Enquanto isso, Jesus Cristo começava a penetrar lentamente em sua carne, a ser absorvido pelo seu corpo. Pele dura, pouco porosa, mas o santo homem persevera.

Jesus Cristo foi direto ao coração de Roberto.

E lá o encontrou assistindo Game of Thrones.

O coração das pessoas, sob o olhar do filho de Deus, não bate nem está cheio de sangue. Quando Jesus entra nos corações ele vê o dono da casa, que geralmente é pego de surpresa, fazendo o que mais aprecia fazer. Um pouco mais adianta de onde se encontra o anfitrião, estende-se um grande corredor, tanto maior quanto aspectos significativos possui o anfitrião em sua vida. Todas as paredes são vermelhas, essa é a única semelhança com o coração tal como nós o conhecemos.
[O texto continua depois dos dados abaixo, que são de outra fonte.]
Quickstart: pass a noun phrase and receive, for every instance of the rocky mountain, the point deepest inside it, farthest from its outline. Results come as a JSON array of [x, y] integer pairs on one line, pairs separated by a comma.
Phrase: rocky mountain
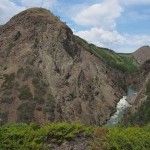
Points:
[[48, 74], [142, 54]]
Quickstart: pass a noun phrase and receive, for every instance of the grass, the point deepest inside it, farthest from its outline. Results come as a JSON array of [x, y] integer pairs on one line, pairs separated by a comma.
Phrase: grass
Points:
[[33, 136]]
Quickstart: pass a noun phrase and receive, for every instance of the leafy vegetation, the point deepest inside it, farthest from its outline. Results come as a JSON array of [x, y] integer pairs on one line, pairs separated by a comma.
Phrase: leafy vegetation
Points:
[[123, 62], [25, 112], [33, 136]]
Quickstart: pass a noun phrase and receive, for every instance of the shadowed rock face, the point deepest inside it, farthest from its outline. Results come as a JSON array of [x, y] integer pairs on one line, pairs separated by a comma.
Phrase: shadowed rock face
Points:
[[45, 75]]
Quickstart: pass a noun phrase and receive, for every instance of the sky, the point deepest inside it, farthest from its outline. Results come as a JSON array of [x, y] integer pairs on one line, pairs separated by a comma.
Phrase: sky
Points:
[[121, 25]]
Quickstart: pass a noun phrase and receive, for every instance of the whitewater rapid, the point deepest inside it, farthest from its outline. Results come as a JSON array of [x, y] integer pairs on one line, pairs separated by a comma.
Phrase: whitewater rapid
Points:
[[122, 105]]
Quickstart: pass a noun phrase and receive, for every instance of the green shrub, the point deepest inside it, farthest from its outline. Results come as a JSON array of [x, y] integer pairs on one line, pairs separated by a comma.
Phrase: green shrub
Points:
[[25, 112]]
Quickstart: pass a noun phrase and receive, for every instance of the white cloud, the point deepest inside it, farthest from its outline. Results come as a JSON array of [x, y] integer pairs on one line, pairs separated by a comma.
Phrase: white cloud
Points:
[[113, 40], [131, 2], [38, 3], [8, 9], [101, 37], [101, 15]]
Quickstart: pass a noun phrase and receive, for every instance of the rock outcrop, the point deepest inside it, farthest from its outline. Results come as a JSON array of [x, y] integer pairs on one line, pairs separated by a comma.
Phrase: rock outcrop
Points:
[[46, 75]]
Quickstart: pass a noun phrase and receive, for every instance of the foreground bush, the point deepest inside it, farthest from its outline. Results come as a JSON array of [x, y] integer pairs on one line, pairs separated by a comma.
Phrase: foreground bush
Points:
[[36, 137]]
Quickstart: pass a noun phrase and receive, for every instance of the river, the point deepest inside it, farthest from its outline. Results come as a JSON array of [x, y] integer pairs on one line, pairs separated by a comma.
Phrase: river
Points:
[[122, 105]]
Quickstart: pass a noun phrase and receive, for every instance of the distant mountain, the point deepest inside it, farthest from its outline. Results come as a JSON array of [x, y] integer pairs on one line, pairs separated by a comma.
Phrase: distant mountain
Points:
[[142, 54], [48, 74]]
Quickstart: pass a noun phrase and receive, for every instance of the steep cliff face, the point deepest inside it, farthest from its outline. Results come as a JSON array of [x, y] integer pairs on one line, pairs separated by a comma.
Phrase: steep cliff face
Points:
[[46, 75]]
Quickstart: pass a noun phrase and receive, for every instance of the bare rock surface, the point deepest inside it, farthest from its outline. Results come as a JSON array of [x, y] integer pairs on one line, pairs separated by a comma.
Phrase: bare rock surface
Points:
[[45, 75]]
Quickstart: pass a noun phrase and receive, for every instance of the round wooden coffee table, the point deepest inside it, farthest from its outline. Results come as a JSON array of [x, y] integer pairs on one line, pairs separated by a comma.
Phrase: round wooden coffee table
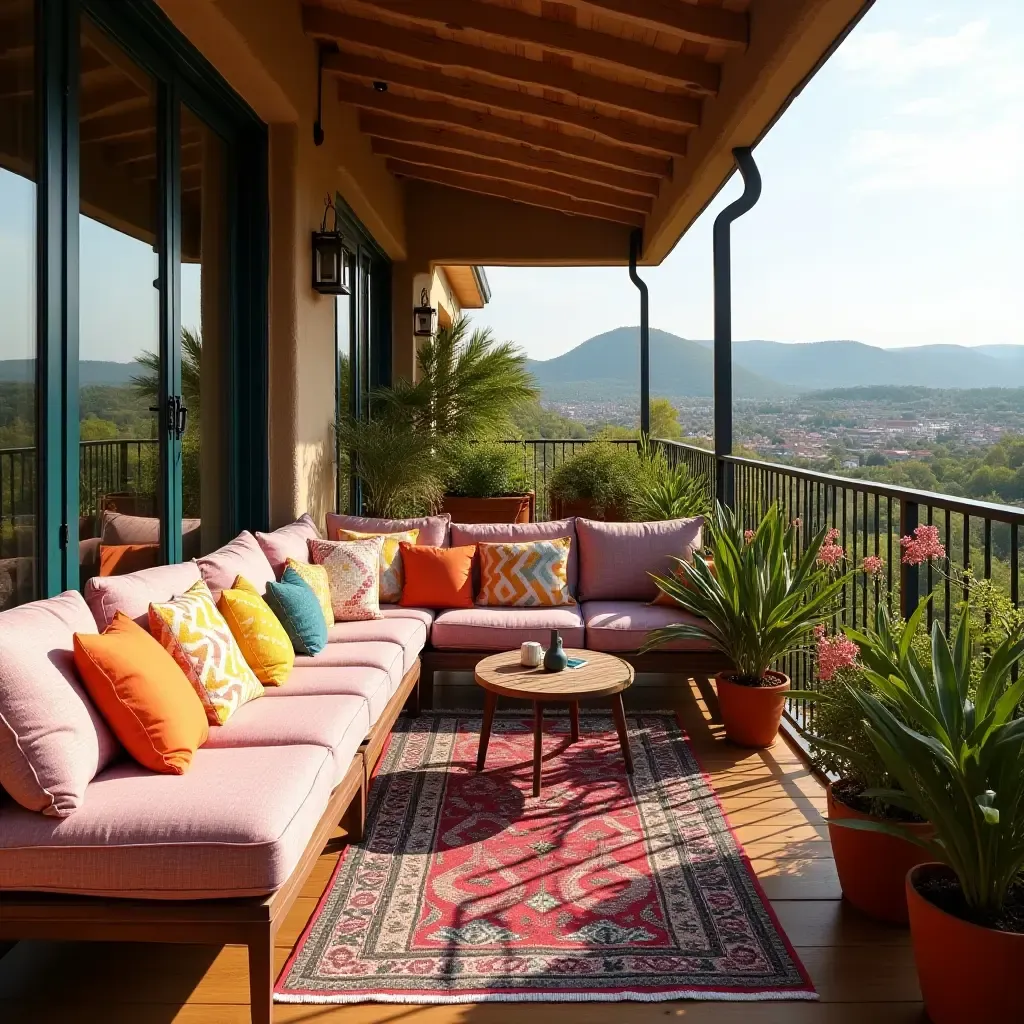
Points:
[[602, 676]]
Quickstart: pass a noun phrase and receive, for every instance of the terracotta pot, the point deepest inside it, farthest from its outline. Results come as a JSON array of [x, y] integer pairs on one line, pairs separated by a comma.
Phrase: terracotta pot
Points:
[[504, 508], [872, 866], [967, 973], [752, 714]]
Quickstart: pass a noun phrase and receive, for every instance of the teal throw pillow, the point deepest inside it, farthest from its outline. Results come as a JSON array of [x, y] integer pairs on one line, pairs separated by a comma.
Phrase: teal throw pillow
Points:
[[294, 602]]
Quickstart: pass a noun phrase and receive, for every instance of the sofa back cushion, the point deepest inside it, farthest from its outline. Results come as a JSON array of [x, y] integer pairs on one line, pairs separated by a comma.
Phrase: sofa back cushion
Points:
[[433, 529], [134, 593], [289, 542], [616, 558], [243, 556], [518, 532], [52, 739]]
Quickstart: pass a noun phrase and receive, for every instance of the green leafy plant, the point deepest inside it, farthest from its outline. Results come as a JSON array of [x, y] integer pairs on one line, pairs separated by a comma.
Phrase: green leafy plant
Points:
[[762, 602], [486, 469], [955, 750]]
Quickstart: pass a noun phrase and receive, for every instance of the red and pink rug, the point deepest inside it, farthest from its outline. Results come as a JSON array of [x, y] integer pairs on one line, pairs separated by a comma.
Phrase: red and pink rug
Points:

Roberto, como era de se esperar, levou um susto quando viu o visitante e desligou imediatamente a televisão. Lembrava-se que o padre de sua igreja o havia aconselhado a parar de ver a série, por ser pecaminosa; desde então, Roberto passou a se confessar em uma igreja um pouco mais distante, mas para o padre de lá, nunca havia confessado assistir a série. Acreditava que isso minimizava o peso do pecado. Sentia culpa, mas sentia mais desejo.
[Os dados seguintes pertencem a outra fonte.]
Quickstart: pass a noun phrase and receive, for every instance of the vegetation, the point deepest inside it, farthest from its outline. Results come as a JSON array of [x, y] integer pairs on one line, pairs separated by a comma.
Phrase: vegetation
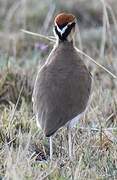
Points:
[[24, 151]]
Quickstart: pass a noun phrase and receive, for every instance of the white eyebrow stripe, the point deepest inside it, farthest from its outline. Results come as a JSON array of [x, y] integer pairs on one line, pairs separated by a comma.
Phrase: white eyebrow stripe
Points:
[[63, 30]]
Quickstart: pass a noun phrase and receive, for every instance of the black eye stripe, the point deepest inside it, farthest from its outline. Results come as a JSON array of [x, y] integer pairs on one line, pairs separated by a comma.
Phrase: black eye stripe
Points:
[[66, 33]]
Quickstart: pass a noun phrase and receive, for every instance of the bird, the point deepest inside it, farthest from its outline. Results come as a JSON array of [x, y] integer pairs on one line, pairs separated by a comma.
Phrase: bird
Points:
[[63, 84]]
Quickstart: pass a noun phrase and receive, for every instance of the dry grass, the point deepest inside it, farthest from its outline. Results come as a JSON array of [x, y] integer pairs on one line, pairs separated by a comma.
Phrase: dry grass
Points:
[[24, 151]]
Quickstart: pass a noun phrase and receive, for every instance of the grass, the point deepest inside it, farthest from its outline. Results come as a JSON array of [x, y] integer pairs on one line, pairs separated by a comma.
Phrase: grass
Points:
[[24, 151]]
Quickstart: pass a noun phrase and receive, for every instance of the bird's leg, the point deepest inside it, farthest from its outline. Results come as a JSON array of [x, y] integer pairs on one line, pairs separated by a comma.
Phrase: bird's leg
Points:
[[70, 143], [51, 149]]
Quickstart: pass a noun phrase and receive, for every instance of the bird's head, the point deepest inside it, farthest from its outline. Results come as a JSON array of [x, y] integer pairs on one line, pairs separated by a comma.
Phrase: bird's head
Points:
[[64, 28]]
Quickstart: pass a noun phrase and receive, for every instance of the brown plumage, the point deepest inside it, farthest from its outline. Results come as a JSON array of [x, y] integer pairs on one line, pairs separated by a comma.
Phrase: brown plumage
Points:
[[63, 83]]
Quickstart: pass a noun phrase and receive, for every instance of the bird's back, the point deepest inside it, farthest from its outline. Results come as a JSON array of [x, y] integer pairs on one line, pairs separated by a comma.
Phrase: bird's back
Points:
[[62, 88]]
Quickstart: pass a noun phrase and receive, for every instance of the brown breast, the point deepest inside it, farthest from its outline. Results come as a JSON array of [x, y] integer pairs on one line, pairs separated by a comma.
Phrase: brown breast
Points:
[[62, 89]]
Jesus vai andando, passa por Roberto, e chega a primeira porta à direita no corredor. Roberto apenas o observa. A presença mágica do filho de Deus o paralisa.

Jesus abriu todas as seis portas, uma a uma, demorou-se, olhou, olhou… em alguma ele chegou a entrar por alguns instantes. Roberto acreditava ver um certo ar de desapontamento na face do mestre. Nas duas faces. Quem me dera fosse numa só! Recriminou-se pela piada, puro efeito do nervosismo.
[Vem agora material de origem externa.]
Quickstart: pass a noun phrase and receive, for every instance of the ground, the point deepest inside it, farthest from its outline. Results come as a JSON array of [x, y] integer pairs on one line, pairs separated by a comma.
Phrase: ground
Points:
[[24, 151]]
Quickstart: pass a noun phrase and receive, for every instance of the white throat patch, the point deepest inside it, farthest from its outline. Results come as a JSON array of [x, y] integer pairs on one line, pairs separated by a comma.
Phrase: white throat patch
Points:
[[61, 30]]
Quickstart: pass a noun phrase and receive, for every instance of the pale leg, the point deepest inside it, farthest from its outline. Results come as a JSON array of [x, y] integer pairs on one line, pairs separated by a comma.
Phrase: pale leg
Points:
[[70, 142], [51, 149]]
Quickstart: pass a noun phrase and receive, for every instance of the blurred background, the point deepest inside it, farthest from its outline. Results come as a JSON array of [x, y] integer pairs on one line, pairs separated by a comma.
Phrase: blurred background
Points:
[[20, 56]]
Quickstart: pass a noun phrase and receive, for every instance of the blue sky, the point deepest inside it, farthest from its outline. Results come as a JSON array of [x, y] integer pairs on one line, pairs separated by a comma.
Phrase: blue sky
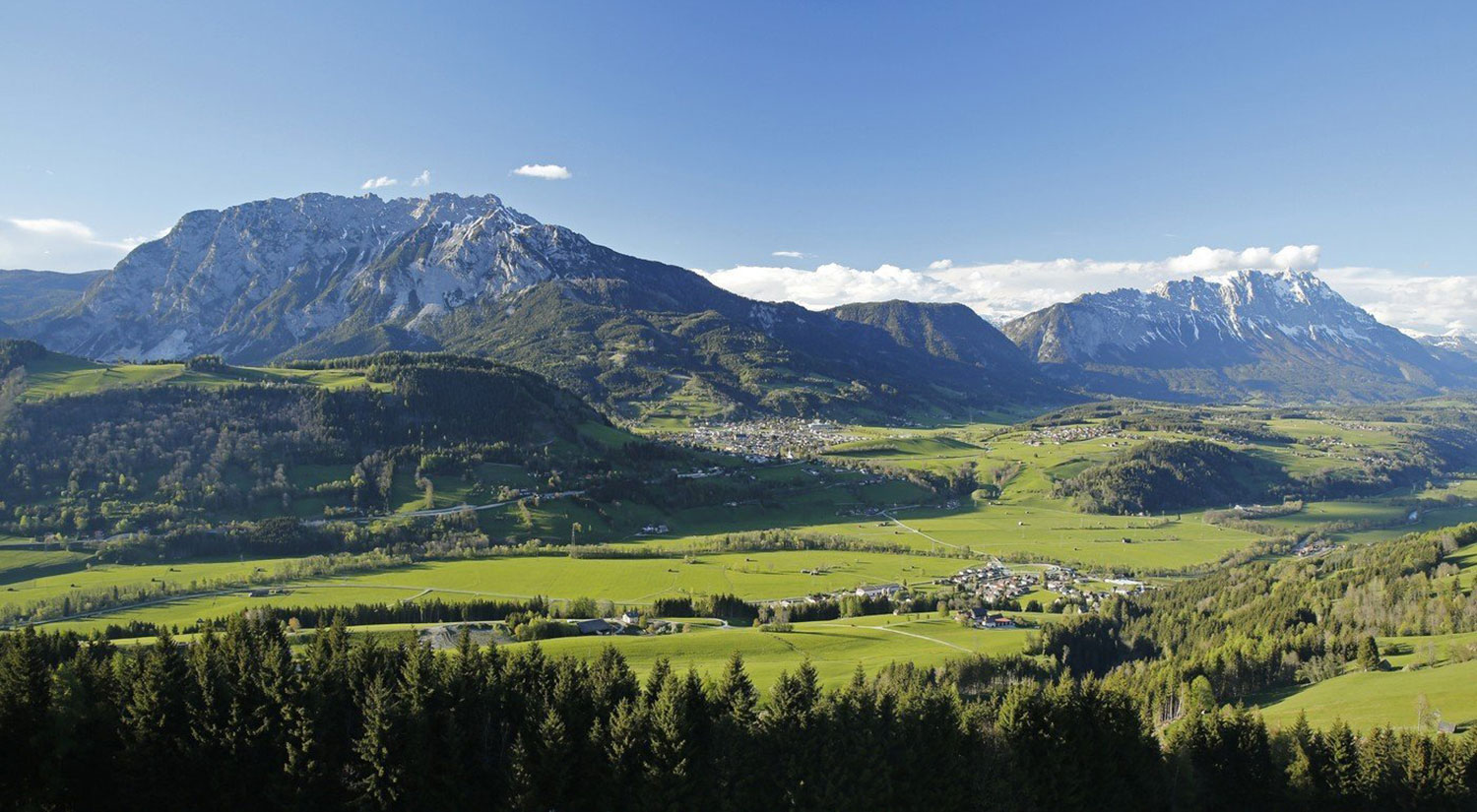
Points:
[[712, 136]]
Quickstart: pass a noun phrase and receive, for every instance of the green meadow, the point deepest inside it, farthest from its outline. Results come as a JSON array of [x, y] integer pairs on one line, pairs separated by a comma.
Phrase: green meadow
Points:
[[1376, 699], [836, 649]]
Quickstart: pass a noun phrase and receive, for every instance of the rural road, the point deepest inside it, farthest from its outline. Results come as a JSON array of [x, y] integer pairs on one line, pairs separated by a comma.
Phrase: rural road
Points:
[[900, 632]]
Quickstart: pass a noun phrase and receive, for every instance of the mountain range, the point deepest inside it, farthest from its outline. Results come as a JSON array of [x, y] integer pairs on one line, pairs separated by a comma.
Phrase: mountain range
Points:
[[324, 277], [1282, 336]]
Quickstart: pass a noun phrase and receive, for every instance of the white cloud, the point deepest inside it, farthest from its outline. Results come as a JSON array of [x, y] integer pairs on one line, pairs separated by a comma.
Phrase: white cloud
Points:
[[1001, 291], [544, 171], [53, 244], [52, 227], [135, 241]]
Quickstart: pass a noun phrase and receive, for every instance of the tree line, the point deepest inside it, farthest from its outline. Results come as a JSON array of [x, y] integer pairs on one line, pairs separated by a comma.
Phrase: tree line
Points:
[[233, 720]]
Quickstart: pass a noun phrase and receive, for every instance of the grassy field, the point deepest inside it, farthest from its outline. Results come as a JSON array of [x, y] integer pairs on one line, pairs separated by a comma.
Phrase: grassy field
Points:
[[1373, 699], [833, 647], [637, 582], [65, 375]]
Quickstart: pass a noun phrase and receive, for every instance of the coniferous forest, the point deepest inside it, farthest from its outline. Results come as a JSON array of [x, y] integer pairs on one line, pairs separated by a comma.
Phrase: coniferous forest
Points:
[[235, 722]]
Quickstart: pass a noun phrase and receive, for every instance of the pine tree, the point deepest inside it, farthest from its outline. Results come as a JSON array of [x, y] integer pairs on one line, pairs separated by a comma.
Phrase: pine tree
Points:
[[541, 767], [377, 771], [160, 771], [1370, 655], [24, 703]]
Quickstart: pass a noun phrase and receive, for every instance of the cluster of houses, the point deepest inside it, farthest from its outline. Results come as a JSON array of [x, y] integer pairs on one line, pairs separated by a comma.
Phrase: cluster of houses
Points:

Roberto ouviu ao longe a voz de Jesus cumprimentado Natália. Na outra porta estava Carolina. E a voz de Jesus ressoa novamente. Olá, Carolina. Havia sido muito difícil para Roberto traçar a linha divisória entre as duas. Antes elas ficavam na mesma porta. Mas com os anos pegou prática.

Estavam acabando as portas.

Jesus não demorou muito mais para voltar ao pequeno hall onde Roberto se encontrava. Se olhássemos toda essa estrutura de cima, identificaríamos uma forma parecida com o buraco das fechaduras onde enfiamos as chaves, desenhado caricaturalmente.

Jesus voltava segurando um pequeno pé de abacate. O que é isso, Jesus? Roberto ficou curioso. Isto é o único fruto bom das suas últimas ações. Este brotinho aqui nasceu do abacate que você comprou e levou junto com algumas outras compras para a casa de sua mãe. O caroço foi plantado no quintal dela.

É Jesus, é assim mesmo. A vida está difícil. Muito trabalho, todo mundo perdendo o emprego, está tudo caro… E, com todo respeito, senhor, o senhor não tem ajudado muito, não é?! Jesus conteve o desapontamento. Do que você está falando, meu filho? Estou falando, Jesus, de todas as orações que eu tenho feito ultimamente. Roberto, eu não ouvi oração nenhuma sua! Faça agora o seu pedido que eu te atenderei. É meu filho, senhor. Que tem ele? Jesus, é claro, já sabia como aquela história acabaria. Mas se deleitava com a vivência de suas predições. O que te preocupa é a solidão que seu filho está sentindo, Roberto? Não é exatamente isso, Jesus. O senhor sabe que estou muito desapontado com ele. É bom que ele pense nas escolhas que ele está fazendo. O que eu queria era que não houvesse necessidade para nada disso, entende? Roberto, isso que você pediu não é oração que se faça! Ignorei, solenemente. Roberto… Não, Jesus, não diga mais nada. Vou resolver as coisas do meu jeito então. Ah…! Isso você não vai! Disse Jesus em toda a sua tirania de Deus do antigo testamento. Empurrou Roberto com tanta força, que ele cruzou a parede do coração, desceu pelo finalzinho do esôfago até o estômago, passou aos intestinos, uma parte sua saio nas fezes, o que ainda dava para aproveitar deu uma circulada pelo corpo e saiu depois pela urina.

Só Jesus restou no corpo do pecador.

Roberto estava terminando de almoçar a essa altura. Dalí em diante ele mudou. Radicalmente. Obra do demônio aos olhas de sua família e sua comunidade.

Roberto virou militante comunista, feminista, LGBT e do movimento negro. E passou a defender o uso da violência contra a repressão das forças do Estado.